MUMBAI: International Finance Corporation, a member of the World Bank Group, and Karo Sambhav, a tech-enabled Producer Responsibility Organization (PRO), have collaboratively launched a consumer awareness campaign titled ‘E-waste Hum Le Jayenge’.
The campaign has been designed by J Walter Thompson and aims to create top-of-the-mind recall by building relevance for Indian consumers while providing a clear call-to-action to dispose e-waste responsibly through e-waste collection channels set up by Karo Sambhav.
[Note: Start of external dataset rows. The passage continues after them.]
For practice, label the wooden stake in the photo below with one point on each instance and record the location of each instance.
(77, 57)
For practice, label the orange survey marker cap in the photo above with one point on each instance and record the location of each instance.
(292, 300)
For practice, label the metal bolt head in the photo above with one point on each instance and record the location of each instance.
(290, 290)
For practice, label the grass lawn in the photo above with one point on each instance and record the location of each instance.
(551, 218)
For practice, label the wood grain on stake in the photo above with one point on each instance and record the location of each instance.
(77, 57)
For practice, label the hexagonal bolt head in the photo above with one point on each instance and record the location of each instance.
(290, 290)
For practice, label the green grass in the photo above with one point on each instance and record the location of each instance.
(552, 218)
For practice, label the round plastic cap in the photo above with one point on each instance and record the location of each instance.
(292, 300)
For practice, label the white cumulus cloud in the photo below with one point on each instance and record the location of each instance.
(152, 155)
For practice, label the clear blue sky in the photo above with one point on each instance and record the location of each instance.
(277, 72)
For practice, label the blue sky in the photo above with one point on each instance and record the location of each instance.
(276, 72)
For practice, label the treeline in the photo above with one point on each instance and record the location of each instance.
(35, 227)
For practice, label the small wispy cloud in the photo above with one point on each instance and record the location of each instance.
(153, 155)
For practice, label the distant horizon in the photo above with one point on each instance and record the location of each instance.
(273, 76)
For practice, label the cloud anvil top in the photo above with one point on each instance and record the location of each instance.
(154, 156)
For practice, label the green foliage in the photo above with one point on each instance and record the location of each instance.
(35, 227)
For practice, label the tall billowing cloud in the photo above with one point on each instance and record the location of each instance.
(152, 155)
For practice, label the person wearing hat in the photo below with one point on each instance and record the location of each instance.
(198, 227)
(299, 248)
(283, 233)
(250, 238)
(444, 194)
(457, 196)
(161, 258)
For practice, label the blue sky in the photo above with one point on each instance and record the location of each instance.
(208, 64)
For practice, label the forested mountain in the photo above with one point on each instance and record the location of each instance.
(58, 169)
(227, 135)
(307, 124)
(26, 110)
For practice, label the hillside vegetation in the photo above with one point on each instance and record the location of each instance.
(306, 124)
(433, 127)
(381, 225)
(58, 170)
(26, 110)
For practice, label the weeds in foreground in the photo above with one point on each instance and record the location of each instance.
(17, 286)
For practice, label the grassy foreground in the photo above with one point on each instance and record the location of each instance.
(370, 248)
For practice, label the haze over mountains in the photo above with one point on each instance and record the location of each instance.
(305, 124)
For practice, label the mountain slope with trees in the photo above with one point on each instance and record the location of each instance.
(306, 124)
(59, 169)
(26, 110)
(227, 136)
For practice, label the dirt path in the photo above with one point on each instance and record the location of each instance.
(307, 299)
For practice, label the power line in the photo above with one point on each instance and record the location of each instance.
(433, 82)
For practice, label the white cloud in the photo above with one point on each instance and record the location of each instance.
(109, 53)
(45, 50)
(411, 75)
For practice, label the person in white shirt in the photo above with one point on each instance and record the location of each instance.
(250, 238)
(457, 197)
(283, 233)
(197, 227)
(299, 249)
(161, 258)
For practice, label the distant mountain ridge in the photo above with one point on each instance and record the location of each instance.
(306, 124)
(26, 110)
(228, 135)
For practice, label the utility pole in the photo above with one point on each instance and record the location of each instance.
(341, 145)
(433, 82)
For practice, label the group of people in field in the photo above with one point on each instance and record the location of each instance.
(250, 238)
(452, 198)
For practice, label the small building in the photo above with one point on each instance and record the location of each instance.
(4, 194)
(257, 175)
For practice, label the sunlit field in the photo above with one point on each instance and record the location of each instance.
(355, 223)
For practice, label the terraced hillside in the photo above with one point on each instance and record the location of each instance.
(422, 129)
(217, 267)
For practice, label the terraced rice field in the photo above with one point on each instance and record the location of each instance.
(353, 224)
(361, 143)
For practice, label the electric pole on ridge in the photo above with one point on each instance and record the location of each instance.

J. Walter Thompson, Delhi managing partner Joy Chauhan said, “E-waste management is a complex ecosystem with multiple stakeholders, involved in the generation of e-waste and its unsafe disposal. Our campaign’s objective was to cut through all segments in a way that is simple to understand and easy to follow. To resonate with all the different stakeholders and the public at large, and to reframe the technology/environment conversation in order to make it more exciting, more relevant and more engaging – we took to pervasive cinema culture of India. We believe it would help create a positive dialogue for the program and bring the issue to fore.”
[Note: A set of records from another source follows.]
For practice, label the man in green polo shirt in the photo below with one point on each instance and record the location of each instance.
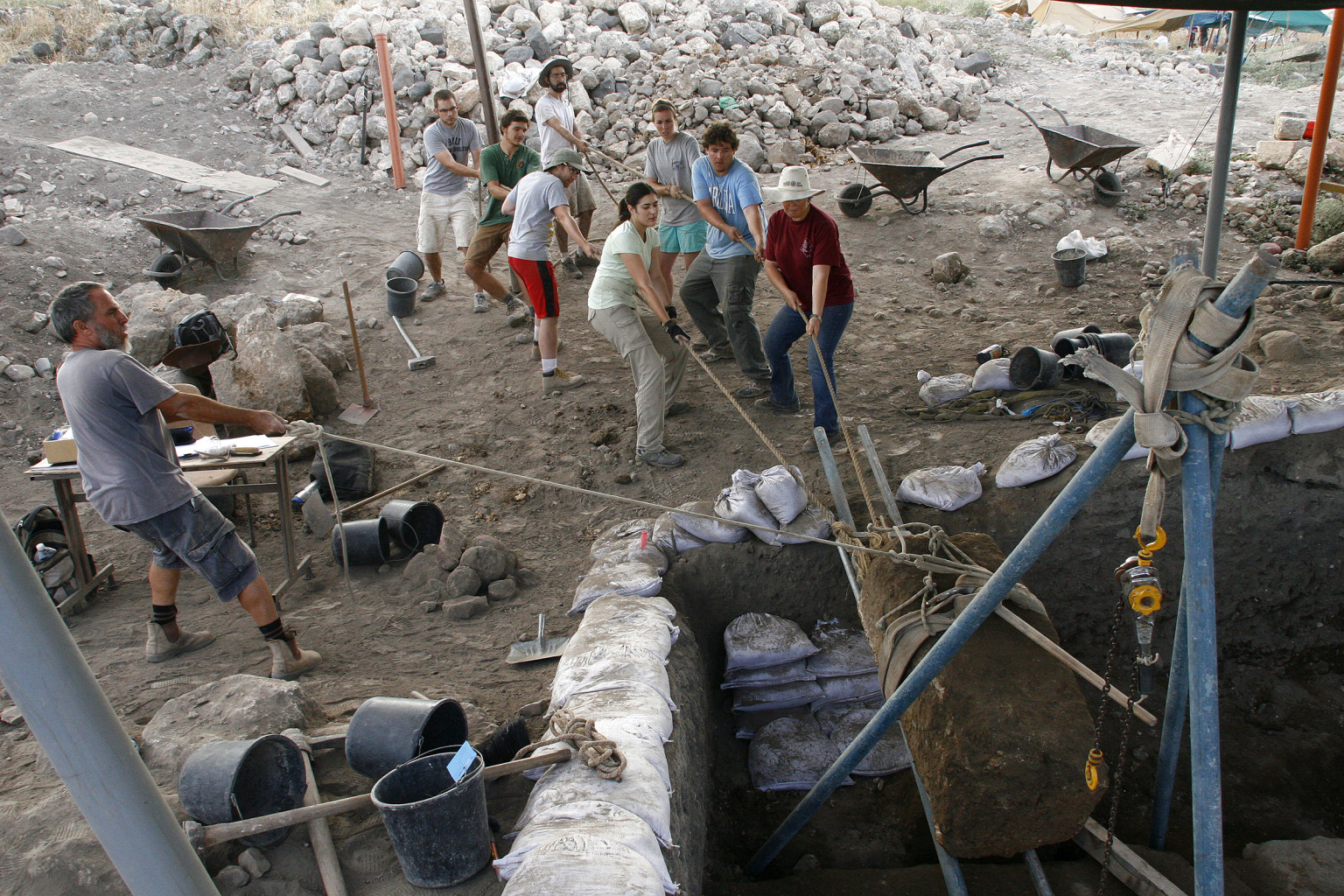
(503, 165)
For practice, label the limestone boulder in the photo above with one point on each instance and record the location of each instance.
(234, 708)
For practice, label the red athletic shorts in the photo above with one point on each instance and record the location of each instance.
(539, 281)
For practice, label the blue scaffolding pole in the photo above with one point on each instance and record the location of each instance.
(1198, 650)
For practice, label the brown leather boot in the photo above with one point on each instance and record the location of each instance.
(288, 660)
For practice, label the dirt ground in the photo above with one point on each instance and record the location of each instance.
(481, 402)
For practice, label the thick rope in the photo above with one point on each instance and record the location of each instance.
(581, 735)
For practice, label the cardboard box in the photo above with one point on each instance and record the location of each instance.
(60, 451)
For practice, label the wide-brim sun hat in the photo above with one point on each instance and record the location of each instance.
(566, 158)
(550, 63)
(794, 183)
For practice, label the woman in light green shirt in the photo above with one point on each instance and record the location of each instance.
(631, 304)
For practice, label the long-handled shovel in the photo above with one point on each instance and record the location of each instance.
(356, 414)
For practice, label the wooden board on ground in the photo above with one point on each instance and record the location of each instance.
(1125, 864)
(187, 172)
(304, 176)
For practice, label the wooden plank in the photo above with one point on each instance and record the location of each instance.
(304, 176)
(298, 138)
(187, 172)
(1125, 864)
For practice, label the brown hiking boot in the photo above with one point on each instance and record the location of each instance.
(288, 660)
(159, 648)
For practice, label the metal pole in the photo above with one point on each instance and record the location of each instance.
(1046, 529)
(77, 727)
(1323, 125)
(483, 74)
(1201, 649)
(1223, 148)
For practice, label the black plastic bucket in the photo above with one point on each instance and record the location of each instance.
(368, 542)
(234, 780)
(416, 524)
(386, 732)
(406, 265)
(1070, 266)
(438, 826)
(1033, 368)
(401, 296)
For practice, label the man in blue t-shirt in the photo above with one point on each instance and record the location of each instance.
(729, 198)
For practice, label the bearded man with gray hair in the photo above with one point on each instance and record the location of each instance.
(118, 413)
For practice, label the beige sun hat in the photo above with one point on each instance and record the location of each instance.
(794, 183)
Karo Sambhav founder Pranshu Singhal said, “Discussions on e-waste management have largely been confined to experts and industry stakeholders and it is yet to become a mainstream topic. We need to engage creatively with people and drive long-term behavioural shifts. This campaign aims to build an e-waste movement in India.”
IFC’s India E-waste Program program manager Sarina Bolla said, “E-waste is the fastest growing waste stream globally; building awareness about proper management of e-waste is essential to meeting our goal of building a sustainable long-term solution for India. The campaign will engage with multiple stakeholders to change how we address the current challenges in this sector.”
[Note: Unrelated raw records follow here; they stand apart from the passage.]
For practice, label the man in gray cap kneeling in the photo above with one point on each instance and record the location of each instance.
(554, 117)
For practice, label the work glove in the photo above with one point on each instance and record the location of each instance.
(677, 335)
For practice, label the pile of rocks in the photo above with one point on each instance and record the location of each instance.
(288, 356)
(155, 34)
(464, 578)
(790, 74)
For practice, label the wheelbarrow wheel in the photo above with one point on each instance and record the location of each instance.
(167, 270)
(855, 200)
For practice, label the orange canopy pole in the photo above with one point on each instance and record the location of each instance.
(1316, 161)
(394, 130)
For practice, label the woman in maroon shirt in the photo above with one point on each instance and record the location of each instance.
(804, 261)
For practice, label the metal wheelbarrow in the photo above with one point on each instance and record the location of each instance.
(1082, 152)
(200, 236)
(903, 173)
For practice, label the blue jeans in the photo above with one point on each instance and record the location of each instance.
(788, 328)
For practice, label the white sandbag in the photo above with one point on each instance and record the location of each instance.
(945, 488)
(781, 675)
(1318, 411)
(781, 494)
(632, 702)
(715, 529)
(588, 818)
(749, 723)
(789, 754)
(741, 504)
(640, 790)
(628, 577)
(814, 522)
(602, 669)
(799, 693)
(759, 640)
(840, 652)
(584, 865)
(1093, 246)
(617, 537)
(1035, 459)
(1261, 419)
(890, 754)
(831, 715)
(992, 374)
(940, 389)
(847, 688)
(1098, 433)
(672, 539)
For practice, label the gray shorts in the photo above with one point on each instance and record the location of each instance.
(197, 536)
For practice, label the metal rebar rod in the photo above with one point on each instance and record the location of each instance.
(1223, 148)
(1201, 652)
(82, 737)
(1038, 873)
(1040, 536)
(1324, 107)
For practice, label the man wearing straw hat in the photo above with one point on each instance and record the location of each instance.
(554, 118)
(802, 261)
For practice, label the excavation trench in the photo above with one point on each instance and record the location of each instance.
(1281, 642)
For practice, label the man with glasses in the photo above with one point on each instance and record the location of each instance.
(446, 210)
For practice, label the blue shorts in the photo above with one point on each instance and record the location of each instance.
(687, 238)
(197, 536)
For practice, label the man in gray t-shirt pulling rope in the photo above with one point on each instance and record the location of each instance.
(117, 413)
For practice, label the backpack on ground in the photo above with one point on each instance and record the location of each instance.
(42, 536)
The campaign will be promoted through digital, social media, and radio platforms to create widescale awareness around responsible and effective e-waste management across the country. The campaign will engage with individual consumers, bulk consumers (universities, corporates, etc.) and policy makers so that all stakeholders in the ecosystem can collectively address the e-waste crisis. The campaign will be initially promoted in Delhi, Chandigarh, Bengaluru, and Chennai and will be adapted in four languages (Hindi, English, Kannada, and Tamil) during the outreach.
During the build-up to the campaign, a consumer immersion was undertaken amongst multiple stakeholders involved in creating, hoarding, and collecting e-waste. It was observed that not only was awareness of e-waste management low but it also was fascinating to discover that people had an unsullied mindset, where they didn’t realise they were doing anything wrong by not disposing off e-waste responsibly. We needed an approach that would make people want to participate in the cause, create an intent to mend their ways and be more conscious of the right way to dispose of.